A recently updated Cochrane Review nicely summarises the very complicated results of trials of pneumococcal vaccines with the outcome of preventing acute otitis media (rather than the original target of invasive pneumococcal disease). This is clearly an important question; acute otitis media is one of the most common causes of children's visits to the doctor. It is also a common reason for prescribing antibiotics, so anything that prevents it has the extra bonus of contributing to reducing the worry of antibiotic resistance.
The data are complicated. This is because the vaccine can have a different number of valencies (the different components directed at different strains of Pneumococcus, ranging from 3 to 23 in this review). The vaccine can be conjugated with different carrier proteins, developed after finding that the original unconjugated pneumococcal vaccines did not generate an immune response. These carrier proteins are typically made of an inactivated bacterial capsule protein (such as CRM197, derived from Corynebacterium diphtheriae, which is also used in vaccines against Haemophilus and Meningococcus, for example).
The choice of valency and carrier protein affects efficacy, so the trial results are, not surprisingly, very heterogeneous. This is compounded by variation in follow-up (6 to 42 months), frequency of vaccine administration, ages of recipient children, and propensity of recipients to acute otitis media (risk ranging from normal to high, in indigenous people). Moreover, the controls were different (all studies used an alternate vaccine). Accordingly, the results are difficult to summarise.
As expected, pneumococcal vaccine is more effective at reducing pneumococcal-caused (with point estimates of relative reduction of about 50%, derived from one trial) rather than any-cause acute otitis media (range of reduction: 0% to 25%). The vaccine was also more effective for young healthy children (before their first episode of acute otitis media) than in older children, for whom it might even be less effective than the control – a trivalent influenza vaccine.
Only about 50% of fluid samples from infected middle ears contain bacteria as the only pathogen (virus presumably implicated in the remainder), and only a proportion of those are pneumococcus, so preventive potential of a vaccine directed at some pneumococcal strains could only be very incomplete. Nonetheless, a small relative reduction would benefit a lot of children for this all-too-common condition. The review does not mention harms from the intervention, presumably because they were either not measured or not reported.
Looking forward, the review points to five new trials underway, three in indigenous people.
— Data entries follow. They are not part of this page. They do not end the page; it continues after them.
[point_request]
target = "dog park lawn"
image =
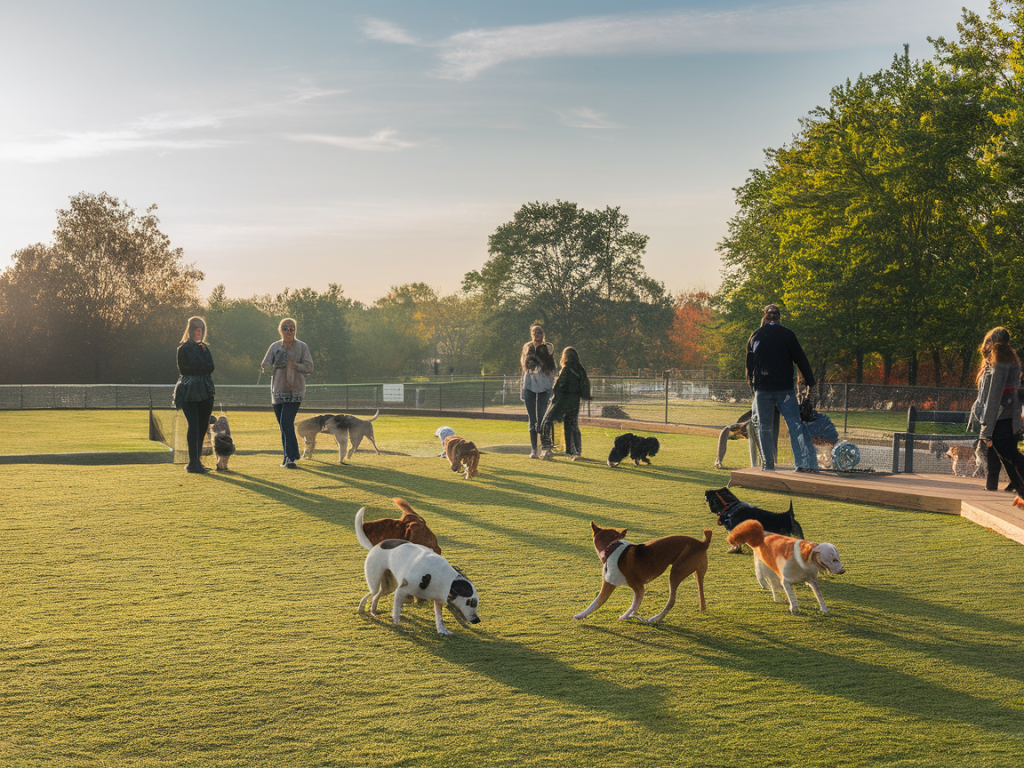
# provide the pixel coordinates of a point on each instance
(153, 617)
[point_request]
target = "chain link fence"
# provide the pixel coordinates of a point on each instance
(871, 417)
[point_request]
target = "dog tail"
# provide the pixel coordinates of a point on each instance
(403, 506)
(359, 534)
(749, 531)
(794, 525)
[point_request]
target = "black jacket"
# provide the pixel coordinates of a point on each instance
(771, 352)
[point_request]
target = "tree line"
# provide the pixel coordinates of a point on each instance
(890, 230)
(107, 302)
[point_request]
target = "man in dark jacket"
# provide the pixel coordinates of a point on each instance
(771, 353)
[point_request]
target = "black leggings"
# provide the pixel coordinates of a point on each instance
(1005, 444)
(198, 416)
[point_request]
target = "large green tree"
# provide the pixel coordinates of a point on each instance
(581, 274)
(875, 228)
(107, 301)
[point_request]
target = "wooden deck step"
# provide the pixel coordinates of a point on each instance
(955, 496)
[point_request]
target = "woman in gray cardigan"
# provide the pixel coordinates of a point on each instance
(288, 363)
(998, 407)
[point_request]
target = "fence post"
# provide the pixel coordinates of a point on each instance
(666, 375)
(846, 407)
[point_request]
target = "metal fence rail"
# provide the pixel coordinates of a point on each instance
(872, 417)
(706, 402)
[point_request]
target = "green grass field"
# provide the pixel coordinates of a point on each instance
(152, 617)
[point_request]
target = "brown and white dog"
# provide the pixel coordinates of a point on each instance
(634, 565)
(969, 461)
(411, 570)
(781, 561)
(462, 455)
(344, 428)
(410, 526)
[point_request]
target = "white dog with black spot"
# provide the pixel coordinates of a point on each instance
(413, 570)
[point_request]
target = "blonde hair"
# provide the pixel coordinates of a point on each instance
(995, 348)
(282, 325)
(194, 322)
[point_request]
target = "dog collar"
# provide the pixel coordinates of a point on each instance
(726, 509)
(611, 548)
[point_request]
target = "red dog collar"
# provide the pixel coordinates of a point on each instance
(610, 548)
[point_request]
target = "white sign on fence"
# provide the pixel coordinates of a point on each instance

So more information might be forthcoming to resolve what is currently confusing for clinicians.
Chris Del Mar1, Jane Smith2
1Chris Del Mar (firstname.lastname@example.org), Professor of Public Health, and Co-ordinating Editor, Cochrane Acute Respiratory Infections Group, Bond University, Gold Coast, Australia; 2Jane Smith, Associate Professor of General Practice, Bond University, Gold Coast, Australia.
How to cite: Del Mar C, Smith J. Pneumococcal conjugate vaccine for preventing otitis media [editorial]. Cochrane Database of Systematic Reviews 2014;(5):ED000082.
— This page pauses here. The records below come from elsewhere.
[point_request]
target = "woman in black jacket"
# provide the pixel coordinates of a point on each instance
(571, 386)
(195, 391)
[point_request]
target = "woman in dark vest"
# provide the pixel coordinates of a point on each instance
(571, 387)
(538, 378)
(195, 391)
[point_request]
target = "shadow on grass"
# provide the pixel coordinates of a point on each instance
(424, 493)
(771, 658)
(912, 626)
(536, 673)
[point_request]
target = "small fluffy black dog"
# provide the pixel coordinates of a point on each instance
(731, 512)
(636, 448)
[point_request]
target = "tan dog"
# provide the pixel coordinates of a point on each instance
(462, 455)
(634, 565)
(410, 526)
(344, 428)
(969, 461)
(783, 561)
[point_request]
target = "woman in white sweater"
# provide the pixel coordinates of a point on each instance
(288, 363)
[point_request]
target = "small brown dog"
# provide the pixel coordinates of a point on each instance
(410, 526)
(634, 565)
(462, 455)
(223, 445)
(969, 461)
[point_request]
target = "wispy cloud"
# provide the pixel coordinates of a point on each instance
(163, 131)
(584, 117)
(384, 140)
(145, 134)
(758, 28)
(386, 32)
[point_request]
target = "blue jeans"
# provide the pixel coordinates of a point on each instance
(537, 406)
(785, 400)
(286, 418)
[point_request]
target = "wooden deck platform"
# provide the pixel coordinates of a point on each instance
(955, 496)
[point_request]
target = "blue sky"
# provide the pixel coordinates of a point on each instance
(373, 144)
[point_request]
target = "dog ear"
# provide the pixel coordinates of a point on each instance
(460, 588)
1. Fortanier AC, Venekamp RP, Boonacker CWB, Hak E, Schilder AGM, Sanders EAM, et al. Pneumococcal conjugate vaccines for preventing otitis media. Cochrane Database of Systematic Reviews 2014;(3):CD001480. dx.doi.org/10.1002/14651858.CD001480.pub4
2. Malito E, Bursulaya B, Chen C, Lo Surdo P, Picchianti M, Balducci E, et al. Structural basis for lack of toxicity of the diphtheria toxin mutant CRM197. Proceedings of the National Academy of Sciences USA 2012;109:5229-34. dx.doi.org/10.1073/pnas.1201964109
Competing interests: The authors have completed the Unified Competing Interest form at www.icmje.org/coi_disclosure.pdf (available upon request). CDM is Co-ordinating Editor of the Cochrane Acute Respiratory Infections Review Group (ari.cochrane.org) and has received grants from the Australian National Health and Medical Research Council (NHMRC) and personal fees and expenses from GlaxoSmithKline and Key Pharmaceuticals that relate to the work referred to by the editorial. CDM has also received other grants from NHMRC and the UK National Institute for Health Research, royalties from Elsevier and BMJ Books, and travel expenses from conference organisers. JS reports NHMRC Centres of Research Excellence funding paid to her institution and personal fees from the Australian Therapeutics Goods Administration's Advisory Committee on the Safety of Medicines.